The bottom line is that averaging latency or response time data at 5 minute intervals can (and does in the case above) obscure problems as bad transactions are averaged in with good transactions and the magnitude of the bad transactions get diluted in the averaging process. There is also a granularity issue with the VMware data as things that VI is able to measure separately are also lumped together by the VMware aggregation process.

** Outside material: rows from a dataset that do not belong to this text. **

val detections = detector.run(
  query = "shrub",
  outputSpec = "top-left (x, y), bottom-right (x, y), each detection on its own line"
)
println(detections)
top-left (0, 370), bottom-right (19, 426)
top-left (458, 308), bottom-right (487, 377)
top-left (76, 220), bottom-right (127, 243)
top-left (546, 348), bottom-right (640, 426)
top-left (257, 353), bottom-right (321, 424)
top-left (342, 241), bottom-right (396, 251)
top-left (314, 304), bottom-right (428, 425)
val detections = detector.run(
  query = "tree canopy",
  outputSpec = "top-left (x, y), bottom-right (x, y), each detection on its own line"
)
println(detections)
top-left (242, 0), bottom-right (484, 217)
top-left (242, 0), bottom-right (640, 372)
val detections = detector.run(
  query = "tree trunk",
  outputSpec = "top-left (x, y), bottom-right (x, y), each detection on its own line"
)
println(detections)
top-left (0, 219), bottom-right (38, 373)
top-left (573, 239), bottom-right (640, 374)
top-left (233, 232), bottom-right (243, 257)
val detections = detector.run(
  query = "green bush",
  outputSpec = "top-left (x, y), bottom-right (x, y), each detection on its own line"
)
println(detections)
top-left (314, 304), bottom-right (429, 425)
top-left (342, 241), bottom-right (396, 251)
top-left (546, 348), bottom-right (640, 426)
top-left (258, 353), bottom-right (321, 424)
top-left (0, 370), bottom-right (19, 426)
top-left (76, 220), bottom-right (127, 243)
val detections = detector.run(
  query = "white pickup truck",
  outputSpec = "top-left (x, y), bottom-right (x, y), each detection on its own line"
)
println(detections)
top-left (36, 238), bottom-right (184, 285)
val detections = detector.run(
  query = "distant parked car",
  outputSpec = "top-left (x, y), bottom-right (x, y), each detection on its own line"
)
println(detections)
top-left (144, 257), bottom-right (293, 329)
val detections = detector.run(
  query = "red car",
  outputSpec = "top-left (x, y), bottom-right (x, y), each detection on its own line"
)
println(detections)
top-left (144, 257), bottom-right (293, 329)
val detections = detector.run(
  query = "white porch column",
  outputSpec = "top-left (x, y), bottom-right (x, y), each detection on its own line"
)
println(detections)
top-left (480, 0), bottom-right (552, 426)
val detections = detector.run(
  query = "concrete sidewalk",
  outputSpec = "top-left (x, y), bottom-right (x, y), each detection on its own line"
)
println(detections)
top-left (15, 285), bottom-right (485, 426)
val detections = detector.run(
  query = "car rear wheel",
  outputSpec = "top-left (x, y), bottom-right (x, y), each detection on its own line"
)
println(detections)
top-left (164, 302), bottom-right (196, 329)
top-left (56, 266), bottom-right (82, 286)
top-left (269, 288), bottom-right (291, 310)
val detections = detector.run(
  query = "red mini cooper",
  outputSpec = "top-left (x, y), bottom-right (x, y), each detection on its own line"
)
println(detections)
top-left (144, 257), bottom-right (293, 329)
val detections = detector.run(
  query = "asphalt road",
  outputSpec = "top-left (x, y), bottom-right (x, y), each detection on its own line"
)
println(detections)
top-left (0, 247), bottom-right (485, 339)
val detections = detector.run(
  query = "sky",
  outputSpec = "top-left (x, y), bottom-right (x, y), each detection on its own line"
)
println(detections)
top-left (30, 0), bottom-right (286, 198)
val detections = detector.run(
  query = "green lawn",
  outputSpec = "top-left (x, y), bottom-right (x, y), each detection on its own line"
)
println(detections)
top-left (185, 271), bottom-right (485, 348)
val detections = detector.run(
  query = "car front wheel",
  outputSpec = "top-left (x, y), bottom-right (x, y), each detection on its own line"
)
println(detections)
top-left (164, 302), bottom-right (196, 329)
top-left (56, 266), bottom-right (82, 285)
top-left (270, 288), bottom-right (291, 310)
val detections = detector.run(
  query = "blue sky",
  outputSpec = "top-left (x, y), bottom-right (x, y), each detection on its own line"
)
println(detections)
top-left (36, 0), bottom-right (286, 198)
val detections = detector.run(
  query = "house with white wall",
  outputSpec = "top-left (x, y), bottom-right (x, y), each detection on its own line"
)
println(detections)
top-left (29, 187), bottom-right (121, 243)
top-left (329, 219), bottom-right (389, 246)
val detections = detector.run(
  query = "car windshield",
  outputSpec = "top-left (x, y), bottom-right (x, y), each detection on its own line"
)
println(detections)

Lest this be perceived as being too harsh on VMware, let’s also discuss why this is the case. VMware is getting its data from the hypervisor which is certainly a good place to get uniform data across a broad range of systems. However the hypervisor has to be a very thin and very efficient piece of code. It probably is not possible to collect detailed data about individual storage transactions from the hypervisor as the measurement point without causing the hypervisor to create the kind of overhead on the system which would be totally unacceptable. Therefore it is probably fair to say that VMware is making the best tradeoff that it can given its measurement point and that in order to get real time and more granular data, a different measurement point is needed. This is precisely where a vendor like Virtual Instruments that has a unique measurement point deep in the SAN can step in and add a significant amount of value to the question of how to instrument a VMware vSphere environment that has to support Tier 1 applications.